An early morning fire March 29 destroyed a building that houses the executive offices of the Highlander Education and Research Center in Jefferson County. The center, located in New Market, has become internationally renowned for its work in social justice and leadership education since is founding more than 86 years ago.
The cause of the fire is still being investigated by local and state authorities.
A statement released last week by the the Highland Center, which hosted civil rights legends such as Dr. Martin Luther King Jr. and Rosa Parks in the 1950s, said a “symbol connected to the white power movement” was found spray-painted in the parking lot connected to the main building.

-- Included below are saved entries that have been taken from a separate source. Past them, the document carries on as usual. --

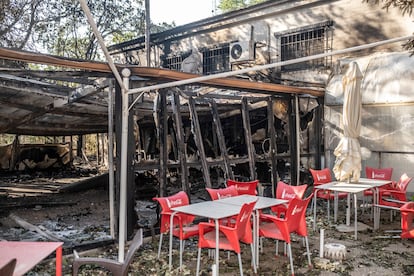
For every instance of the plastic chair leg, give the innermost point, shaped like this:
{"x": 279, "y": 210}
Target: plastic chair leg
{"x": 159, "y": 245}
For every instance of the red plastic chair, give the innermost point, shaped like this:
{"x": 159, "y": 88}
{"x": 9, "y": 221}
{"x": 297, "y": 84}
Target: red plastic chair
{"x": 320, "y": 177}
{"x": 396, "y": 195}
{"x": 377, "y": 173}
{"x": 407, "y": 220}
{"x": 286, "y": 191}
{"x": 222, "y": 193}
{"x": 244, "y": 188}
{"x": 183, "y": 223}
{"x": 229, "y": 237}
{"x": 294, "y": 222}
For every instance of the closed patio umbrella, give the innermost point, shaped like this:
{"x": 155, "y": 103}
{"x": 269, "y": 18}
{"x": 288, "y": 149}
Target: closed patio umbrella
{"x": 348, "y": 151}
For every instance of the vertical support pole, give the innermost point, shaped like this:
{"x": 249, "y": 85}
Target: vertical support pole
{"x": 124, "y": 168}
{"x": 221, "y": 141}
{"x": 297, "y": 125}
{"x": 163, "y": 133}
{"x": 182, "y": 154}
{"x": 273, "y": 144}
{"x": 248, "y": 138}
{"x": 199, "y": 141}
{"x": 292, "y": 141}
{"x": 111, "y": 161}
{"x": 318, "y": 134}
{"x": 147, "y": 32}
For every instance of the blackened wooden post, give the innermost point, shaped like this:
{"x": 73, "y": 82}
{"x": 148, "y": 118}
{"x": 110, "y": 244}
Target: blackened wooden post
{"x": 221, "y": 140}
{"x": 163, "y": 131}
{"x": 130, "y": 211}
{"x": 272, "y": 144}
{"x": 318, "y": 133}
{"x": 199, "y": 141}
{"x": 182, "y": 155}
{"x": 248, "y": 138}
{"x": 293, "y": 143}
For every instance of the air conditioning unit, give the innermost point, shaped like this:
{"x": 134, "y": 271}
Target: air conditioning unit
{"x": 241, "y": 51}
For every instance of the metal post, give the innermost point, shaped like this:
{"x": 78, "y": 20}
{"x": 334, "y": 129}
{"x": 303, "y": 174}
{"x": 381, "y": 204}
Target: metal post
{"x": 124, "y": 168}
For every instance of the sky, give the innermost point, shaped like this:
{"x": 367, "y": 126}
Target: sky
{"x": 180, "y": 11}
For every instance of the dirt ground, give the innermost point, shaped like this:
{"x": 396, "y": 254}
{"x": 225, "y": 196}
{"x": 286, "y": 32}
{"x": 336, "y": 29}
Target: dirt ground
{"x": 82, "y": 217}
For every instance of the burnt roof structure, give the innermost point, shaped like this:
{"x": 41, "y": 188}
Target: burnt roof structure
{"x": 74, "y": 100}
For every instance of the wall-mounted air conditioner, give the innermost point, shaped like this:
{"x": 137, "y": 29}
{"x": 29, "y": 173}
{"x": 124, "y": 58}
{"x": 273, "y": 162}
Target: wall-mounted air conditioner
{"x": 241, "y": 51}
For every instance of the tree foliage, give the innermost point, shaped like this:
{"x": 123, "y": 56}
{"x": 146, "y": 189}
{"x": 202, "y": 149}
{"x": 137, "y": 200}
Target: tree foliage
{"x": 60, "y": 27}
{"x": 232, "y": 5}
{"x": 406, "y": 7}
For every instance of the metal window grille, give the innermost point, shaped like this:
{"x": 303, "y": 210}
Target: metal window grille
{"x": 173, "y": 62}
{"x": 216, "y": 60}
{"x": 302, "y": 43}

“While we do not know the names of the culprits, we know the white power movement has been increasing and consolidating power across the South, Across the nation and globally,” the center posted on Facebook.

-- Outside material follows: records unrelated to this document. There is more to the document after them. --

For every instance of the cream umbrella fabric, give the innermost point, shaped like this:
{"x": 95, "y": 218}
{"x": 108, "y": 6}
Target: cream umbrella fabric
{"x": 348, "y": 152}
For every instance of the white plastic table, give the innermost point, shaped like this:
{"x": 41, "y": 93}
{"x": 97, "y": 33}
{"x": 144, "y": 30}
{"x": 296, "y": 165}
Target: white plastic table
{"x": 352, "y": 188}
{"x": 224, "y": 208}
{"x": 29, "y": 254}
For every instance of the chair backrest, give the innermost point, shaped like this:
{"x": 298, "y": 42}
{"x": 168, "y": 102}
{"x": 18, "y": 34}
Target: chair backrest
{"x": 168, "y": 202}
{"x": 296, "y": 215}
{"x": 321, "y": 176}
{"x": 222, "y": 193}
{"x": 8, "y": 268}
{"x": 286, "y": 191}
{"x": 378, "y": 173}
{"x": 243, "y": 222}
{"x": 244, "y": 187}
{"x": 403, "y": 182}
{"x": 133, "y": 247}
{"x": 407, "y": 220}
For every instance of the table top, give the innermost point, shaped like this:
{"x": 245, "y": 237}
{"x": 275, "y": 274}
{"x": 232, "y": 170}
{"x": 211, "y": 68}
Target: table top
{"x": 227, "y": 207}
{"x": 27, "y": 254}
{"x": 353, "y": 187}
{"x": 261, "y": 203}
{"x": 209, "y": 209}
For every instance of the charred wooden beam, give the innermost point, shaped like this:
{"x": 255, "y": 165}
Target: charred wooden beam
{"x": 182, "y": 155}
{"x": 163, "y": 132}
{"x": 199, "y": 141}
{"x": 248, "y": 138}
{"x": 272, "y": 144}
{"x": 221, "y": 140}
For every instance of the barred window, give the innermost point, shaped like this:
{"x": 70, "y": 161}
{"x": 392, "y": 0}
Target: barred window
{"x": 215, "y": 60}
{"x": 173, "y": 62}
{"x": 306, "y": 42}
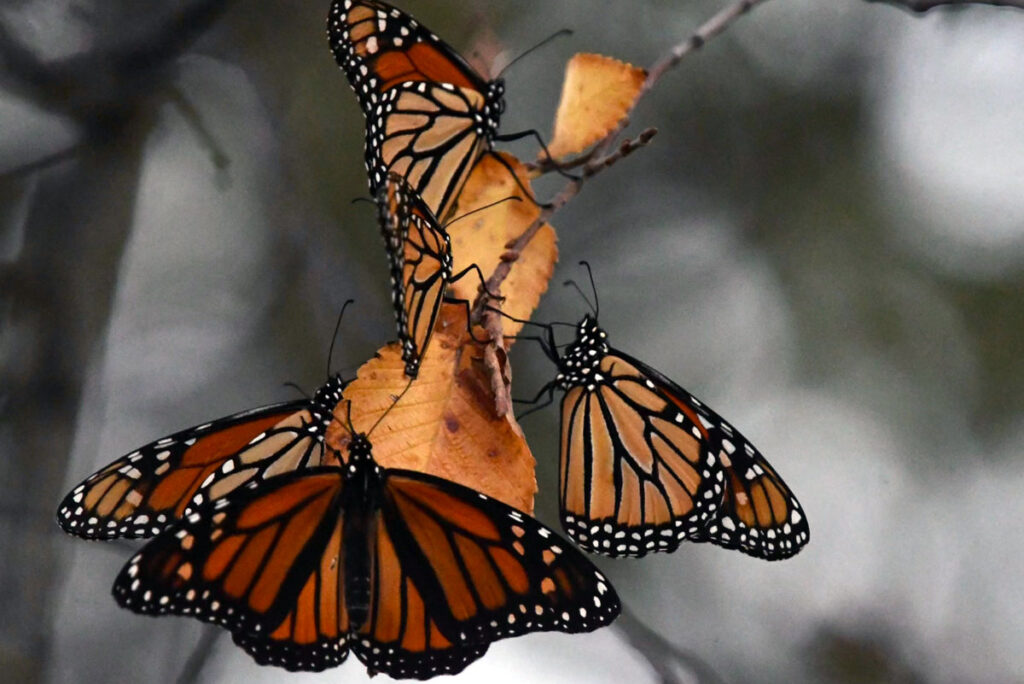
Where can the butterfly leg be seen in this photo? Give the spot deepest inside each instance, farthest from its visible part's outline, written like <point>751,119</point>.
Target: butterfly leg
<point>537,136</point>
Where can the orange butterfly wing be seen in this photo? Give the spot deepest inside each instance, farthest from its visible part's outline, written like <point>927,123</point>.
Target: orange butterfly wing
<point>139,494</point>
<point>142,493</point>
<point>637,470</point>
<point>266,563</point>
<point>429,115</point>
<point>483,569</point>
<point>760,515</point>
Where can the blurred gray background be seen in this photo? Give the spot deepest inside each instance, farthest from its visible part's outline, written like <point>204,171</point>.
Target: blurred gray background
<point>825,243</point>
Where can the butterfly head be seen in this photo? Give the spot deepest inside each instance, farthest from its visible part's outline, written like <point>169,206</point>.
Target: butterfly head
<point>583,356</point>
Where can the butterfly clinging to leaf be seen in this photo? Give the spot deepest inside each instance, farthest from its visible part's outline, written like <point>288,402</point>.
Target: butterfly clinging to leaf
<point>415,574</point>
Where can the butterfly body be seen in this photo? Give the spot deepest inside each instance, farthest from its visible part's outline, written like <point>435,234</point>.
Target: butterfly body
<point>645,465</point>
<point>414,573</point>
<point>429,114</point>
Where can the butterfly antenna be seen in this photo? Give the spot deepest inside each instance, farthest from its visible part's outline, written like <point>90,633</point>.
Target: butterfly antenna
<point>593,288</point>
<point>557,34</point>
<point>585,297</point>
<point>511,198</point>
<point>334,337</point>
<point>396,399</point>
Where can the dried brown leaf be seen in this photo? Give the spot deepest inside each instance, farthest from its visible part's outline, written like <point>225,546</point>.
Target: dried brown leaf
<point>445,423</point>
<point>482,239</point>
<point>597,93</point>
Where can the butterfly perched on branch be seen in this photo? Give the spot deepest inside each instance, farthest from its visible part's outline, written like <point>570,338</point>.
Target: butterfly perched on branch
<point>415,574</point>
<point>429,114</point>
<point>645,465</point>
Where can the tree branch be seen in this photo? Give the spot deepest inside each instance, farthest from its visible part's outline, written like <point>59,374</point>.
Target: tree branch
<point>922,6</point>
<point>605,153</point>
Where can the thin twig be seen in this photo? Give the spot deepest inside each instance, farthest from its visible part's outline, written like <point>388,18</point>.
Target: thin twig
<point>922,6</point>
<point>601,157</point>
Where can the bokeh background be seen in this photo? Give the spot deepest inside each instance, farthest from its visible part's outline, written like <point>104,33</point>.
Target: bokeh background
<point>825,242</point>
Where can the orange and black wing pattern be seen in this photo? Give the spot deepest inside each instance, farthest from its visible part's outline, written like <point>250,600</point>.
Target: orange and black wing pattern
<point>759,515</point>
<point>420,257</point>
<point>140,494</point>
<point>481,569</point>
<point>266,563</point>
<point>429,115</point>
<point>638,472</point>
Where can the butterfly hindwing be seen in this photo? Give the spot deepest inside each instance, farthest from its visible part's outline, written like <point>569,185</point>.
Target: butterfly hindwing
<point>760,515</point>
<point>638,472</point>
<point>420,256</point>
<point>264,563</point>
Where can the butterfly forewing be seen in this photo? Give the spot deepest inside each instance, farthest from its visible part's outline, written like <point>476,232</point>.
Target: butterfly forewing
<point>429,115</point>
<point>758,513</point>
<point>245,563</point>
<point>141,493</point>
<point>420,257</point>
<point>637,473</point>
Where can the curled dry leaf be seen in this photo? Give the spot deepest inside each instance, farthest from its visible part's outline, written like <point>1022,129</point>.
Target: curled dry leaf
<point>597,93</point>
<point>445,424</point>
<point>482,238</point>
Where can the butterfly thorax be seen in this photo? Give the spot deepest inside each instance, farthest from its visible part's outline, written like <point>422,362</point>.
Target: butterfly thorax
<point>579,365</point>
<point>494,108</point>
<point>324,401</point>
<point>361,499</point>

Jason Bembry, a professor of the Old Testament at Emmanuel Christian Seminary at Milligan College, is organizing a vigil to begin 8 p.m. Thursday to show solidarity for the Highland Center, and to call attention to similar fires recently set in Louisiana. Participants will meet at the Happy Valley Elementary School parking and gather on the Tweetsie Trail to walk sixth-tenths of a mile toward Elizabethton before stopping at a marker recognizing Myles Horton, the founder of the Highland Center, and his involvement in organized labor at the local rayon plant in the 1930s.
“There is a real historical connection to the Highland Center here,” Bembry said. “Highlander has been helping the people in Appalachia achieve a better quality of life for many decades. We will stand in support of its mission.”
He said the 45-minute vigil will include a poetry recital, group singing and a performance by the Greater Love Church Choir. He said pastors and members of a number of area churches, as well as his students and others from Milligan College and Emmanuel are expected to attend.